While discarding even a small portion of diseased thyroid gland, patients may be subjected to neck incision a procedure which leaves a neck scar behind. Scientists from the Medical College of Georgia and University of Texas have apparently introduced the daVinci Surgical System which along with the guidance of surgeons conducts the thyroid surgery through the armpit. It has been claimed that this robotic technology does not leave any scars.
The experts enlighten that in the past decade robots have been successfully employed to conduct gynecologic and urologic surgery. The latest robotic technique enables surgeons to operate the thyroid gland without neck incision. It has been explained that the thyroid which regulates the body’s metabolic rate is about the size of a kiwi and found just under the Adam’s apple. On the other hand, benign and cancerous disease can be more than double its size.

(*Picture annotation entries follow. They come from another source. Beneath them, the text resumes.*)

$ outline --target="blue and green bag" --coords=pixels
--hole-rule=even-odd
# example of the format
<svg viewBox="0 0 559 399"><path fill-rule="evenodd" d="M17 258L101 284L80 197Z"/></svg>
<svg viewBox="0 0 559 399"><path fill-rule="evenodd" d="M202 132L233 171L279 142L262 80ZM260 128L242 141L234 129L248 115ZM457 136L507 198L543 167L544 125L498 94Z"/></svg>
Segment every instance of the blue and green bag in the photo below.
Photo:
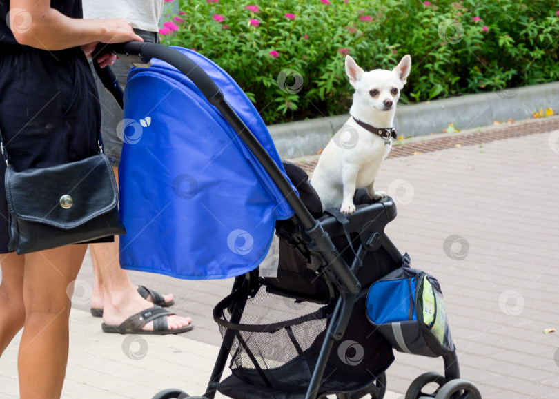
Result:
<svg viewBox="0 0 559 399"><path fill-rule="evenodd" d="M373 283L366 311L400 352L437 357L454 351L439 282L426 273L404 266Z"/></svg>

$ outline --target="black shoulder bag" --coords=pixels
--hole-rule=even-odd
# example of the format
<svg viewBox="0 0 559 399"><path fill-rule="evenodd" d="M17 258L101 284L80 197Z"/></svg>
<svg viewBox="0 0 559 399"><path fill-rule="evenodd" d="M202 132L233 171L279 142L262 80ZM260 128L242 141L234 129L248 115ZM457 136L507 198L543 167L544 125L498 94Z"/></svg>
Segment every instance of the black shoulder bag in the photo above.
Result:
<svg viewBox="0 0 559 399"><path fill-rule="evenodd" d="M126 234L118 213L118 191L110 163L99 153L50 168L16 172L6 164L10 242L18 255Z"/></svg>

Some patients with benign disease may require the removal of only half of their two-lobed thyroid gland. Such patients can possibly undergo a surgery through the daVinci Surgical System and that too without a neck scar. Even though the armpit is much far from the gland, surgeons may simply raise the patient’s arm during surgery. This may not only shorten the path, but also leave a fairly straightforward approach. The gland seems to be easily accessible by the three-dimensional visualization and wrist-like maneuverability of the robot.
Dr. David Terris, Porubsky professor and chairman of the Medical College of Georgia Department of Otolaryngology-Head and Neck Surgery, remarked, “The robot is what makes it possible to easily – and safely – do the work from that distance. Surgeons gain access through a two-to-three-inch armpit incision, then work their way through skin and fat and finally in between two big neck muscles. It’s a long way down a big tunnel to get to that thyroid through the armpit that would not be possible without telescopes and long instruments.”
Having previously compared the technique to five minimally invasive approaches in pigs, Dr. Terris agreed to the fact that the armpit approach is very much applicable in humans. He claimed that the latest procedure takes less than two hours to conduct the surgery taking an hour by a three-quarter-inch neck incision.
Korean surgeons are claimed to be the most experienced with robotic thyroidectomy in humans and are applying the approach to remove both lobes. Dr. Terris believes that with improvement in technology, the United States will also accept this procedure. He mentioned that robotics in other medical procedures are already common in the United States. The thyroid surgeons have cautioned that before employing this procedure, surgeons should complete robotics training, practice thyroid removal on cadavers, watch an experienced surgeon use the technique and then have a surgeon watch them.
The research is published in the current edition of Otolaryngologic Clinics of North America.